“Oxidizability cannot be made the measure of usefulness in regard to this substance.”

Professor Gruber, president of the Royal Institute of Hygiene, Munich, said:—

“Does alcohol truly deserve to be called a food substance? Obviously, only such substances can be called food material, or be employed for food, as, like albumen, fat, and sugar, exert non-poisonous influence in the amounts in which they reach the blood and must circulate in it in order to nourish * * * * Although alcohol contributes energy it diminishes working ability. We are not able to find that its energy is turned to account for nerve and muscle work. Very small amounts, whose food value is insignificant, show an injurious effect upon the nervous system.”

Sir Victor Horsley, the well-known London surgeon, said:—

“We know that alcohol lowers the temperature of the body. It can only do that by diminishing the activity of the vital processes. It also diminishes very greatly the power of the muscles, and it diminishes the intellectual power of the nervous system.

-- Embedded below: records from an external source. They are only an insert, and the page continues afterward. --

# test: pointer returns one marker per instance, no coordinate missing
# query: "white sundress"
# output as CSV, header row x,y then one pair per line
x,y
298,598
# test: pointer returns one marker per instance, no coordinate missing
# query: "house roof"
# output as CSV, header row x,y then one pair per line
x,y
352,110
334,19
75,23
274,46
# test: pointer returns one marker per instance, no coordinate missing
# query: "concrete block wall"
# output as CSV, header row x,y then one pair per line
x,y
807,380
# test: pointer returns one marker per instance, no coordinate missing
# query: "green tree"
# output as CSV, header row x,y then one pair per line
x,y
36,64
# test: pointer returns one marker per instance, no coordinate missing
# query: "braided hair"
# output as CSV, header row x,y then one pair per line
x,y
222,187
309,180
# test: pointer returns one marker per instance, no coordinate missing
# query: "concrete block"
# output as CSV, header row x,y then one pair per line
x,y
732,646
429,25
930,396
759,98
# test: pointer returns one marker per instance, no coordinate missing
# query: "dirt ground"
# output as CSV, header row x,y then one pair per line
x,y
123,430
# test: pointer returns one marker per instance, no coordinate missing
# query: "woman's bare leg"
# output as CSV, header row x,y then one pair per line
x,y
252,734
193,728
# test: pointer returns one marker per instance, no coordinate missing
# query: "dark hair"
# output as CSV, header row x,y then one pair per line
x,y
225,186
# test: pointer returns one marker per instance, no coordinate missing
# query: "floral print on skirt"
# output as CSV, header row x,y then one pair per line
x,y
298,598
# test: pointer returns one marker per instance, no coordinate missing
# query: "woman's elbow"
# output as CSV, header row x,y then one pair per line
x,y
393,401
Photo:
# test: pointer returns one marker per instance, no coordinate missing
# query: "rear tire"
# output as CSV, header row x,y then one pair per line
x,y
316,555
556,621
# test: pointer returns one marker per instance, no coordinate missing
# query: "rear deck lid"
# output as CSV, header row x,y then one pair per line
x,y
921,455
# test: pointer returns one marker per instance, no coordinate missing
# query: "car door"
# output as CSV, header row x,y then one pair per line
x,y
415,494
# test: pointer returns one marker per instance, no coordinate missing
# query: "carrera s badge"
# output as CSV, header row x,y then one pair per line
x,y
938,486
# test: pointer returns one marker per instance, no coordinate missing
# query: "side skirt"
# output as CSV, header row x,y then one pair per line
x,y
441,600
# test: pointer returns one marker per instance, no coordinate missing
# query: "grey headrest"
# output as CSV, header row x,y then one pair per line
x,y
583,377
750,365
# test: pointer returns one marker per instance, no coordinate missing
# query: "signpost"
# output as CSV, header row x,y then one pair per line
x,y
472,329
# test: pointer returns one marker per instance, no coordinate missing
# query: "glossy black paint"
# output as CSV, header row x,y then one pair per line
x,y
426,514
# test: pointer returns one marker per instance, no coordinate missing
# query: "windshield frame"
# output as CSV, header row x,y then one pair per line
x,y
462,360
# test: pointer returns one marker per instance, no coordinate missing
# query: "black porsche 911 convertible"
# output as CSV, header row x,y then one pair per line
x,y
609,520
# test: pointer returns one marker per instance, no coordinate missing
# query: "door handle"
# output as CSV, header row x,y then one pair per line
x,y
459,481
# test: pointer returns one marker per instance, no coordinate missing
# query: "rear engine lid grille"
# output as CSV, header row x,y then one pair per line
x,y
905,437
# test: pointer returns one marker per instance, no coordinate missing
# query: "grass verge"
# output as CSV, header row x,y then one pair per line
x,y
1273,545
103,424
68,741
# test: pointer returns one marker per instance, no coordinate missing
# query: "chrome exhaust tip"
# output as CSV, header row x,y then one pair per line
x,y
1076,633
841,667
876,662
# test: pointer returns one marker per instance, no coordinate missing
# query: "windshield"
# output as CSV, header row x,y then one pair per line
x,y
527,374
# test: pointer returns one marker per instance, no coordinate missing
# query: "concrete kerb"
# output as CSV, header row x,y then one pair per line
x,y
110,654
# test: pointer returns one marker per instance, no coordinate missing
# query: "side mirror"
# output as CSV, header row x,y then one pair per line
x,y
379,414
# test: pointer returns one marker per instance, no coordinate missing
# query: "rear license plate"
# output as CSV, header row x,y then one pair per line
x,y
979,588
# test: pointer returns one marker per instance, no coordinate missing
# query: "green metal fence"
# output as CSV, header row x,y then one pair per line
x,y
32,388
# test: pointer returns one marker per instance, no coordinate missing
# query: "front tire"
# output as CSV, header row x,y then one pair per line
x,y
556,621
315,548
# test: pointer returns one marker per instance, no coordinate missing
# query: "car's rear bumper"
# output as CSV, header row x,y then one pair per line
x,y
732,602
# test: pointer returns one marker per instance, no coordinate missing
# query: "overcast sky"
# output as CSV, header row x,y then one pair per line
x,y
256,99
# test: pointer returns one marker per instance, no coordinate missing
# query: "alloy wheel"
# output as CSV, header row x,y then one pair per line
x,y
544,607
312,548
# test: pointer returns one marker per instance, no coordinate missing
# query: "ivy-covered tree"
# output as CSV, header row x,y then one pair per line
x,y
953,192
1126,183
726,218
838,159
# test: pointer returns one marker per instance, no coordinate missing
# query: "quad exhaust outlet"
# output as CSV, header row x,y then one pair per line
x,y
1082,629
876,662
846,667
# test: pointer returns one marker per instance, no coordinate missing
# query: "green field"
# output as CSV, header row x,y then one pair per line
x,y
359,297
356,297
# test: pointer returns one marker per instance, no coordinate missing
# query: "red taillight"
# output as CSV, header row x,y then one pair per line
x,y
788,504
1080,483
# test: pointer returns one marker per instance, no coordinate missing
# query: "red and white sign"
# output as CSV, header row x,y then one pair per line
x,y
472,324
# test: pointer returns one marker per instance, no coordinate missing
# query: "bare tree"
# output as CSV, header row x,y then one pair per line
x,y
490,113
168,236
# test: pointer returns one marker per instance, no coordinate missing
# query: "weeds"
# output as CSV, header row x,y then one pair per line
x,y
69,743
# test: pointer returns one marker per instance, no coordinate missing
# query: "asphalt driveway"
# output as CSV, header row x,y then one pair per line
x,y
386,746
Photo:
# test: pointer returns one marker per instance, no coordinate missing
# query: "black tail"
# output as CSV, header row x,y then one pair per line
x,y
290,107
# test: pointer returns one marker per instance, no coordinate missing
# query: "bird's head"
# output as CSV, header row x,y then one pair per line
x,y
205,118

To call an agent that causes such diminution of activity throughout the whole body a food is ridiculous.”

An editorial in the Journal of the [American] Medical Association said:

“The fallacy of the reasoning which would place alcohol among the foods is very apparent when we put it in the form of a syllogism: All foods are oxidized in the body; alcohol is oxidized in the body; therefore alcohol is food. As logically we might say: ‘All birds are bilaterally symmetrical; the earthworm is bilaterally symmetrical; therefore the earthworm is a bird.’ Oxidation within the body is simply one of several important properties of food, as bilateral symmetry is one of several important characteristics of a bird.”

Schafer’s Physiology says:—

“It cannot be doubted that any small production of energy resulting from the oxidation of alcohol is more than counterbalanced by its deleterious influences as a drug upon the tissue elements, and especially upon those of the nervous system.”